[
https://issues.apache.org/jira/browse/HDFS-3170?page=com.atlassian.jira.plugin.system.issuetabpanels:all-tabpanel
]
Matthew Jacobs updated HDFS-3170:
---------------------------------
Status: Patch Available (was: Open)
The attached patch adds the write-latency related metrics described in this
JIRA. The tests verify that the metrics are added. I manually checked that the
averaged latency values were reasonable. For example, I added a sleep before
taking the ack end time and then verified that the resulting metric (via jmx)
was greater than the sleep time.
> Add more useful metrics for write latency
> -----------------------------------------
>
> Key: HDFS-3170
> URL: https://issues.apache.org/jira/browse/HDFS-3170
> Project: Hadoop HDFS
> Issue Type: Improvement
> Components: data-node
> Affects Versions: 2.0.0-alpha
> Reporter: Todd Lipcon
> Assignee: Matthew Jacobs
> Attachments: hdfs-3170.txt
>
>
> Currently, the only write-latency related metric we expose is the total
> amount of time taken by opWriteBlock. This is practically useless, since (a)

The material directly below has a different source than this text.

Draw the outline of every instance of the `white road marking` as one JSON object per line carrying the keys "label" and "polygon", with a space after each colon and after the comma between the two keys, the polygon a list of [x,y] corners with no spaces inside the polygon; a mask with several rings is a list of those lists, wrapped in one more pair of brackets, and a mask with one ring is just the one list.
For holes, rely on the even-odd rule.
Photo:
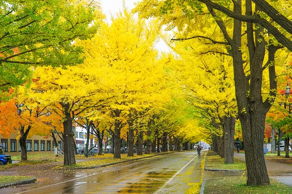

> different blocks may be wildly different sizes, and (b) if the writer is only
> generating data slowly, it will make a block write take longer by no fault of
> the DN. I would like to propose two new metrics:
> 1) *flush-to-disk time*: count how long it takes for each call to flush an
> incoming packet to disk (including the checksums). In most cases this will be
> close to 0, as it only flushes to buffer cache, but if the backing block
> device enters congested writeback, it can take much longer, which provides an
> interesting metric.
> 2) *round trip to downstream pipeline node*: track the round trip latency for
> the part of the pipeline between the local node and its downstream neighbors.
> When we add a new packet to the ack queue, save the current timestamp. When
> we receive an ack, update the metric based on how long since we sent the
> original packet. This gives a metric of the total RTT through the pipeline.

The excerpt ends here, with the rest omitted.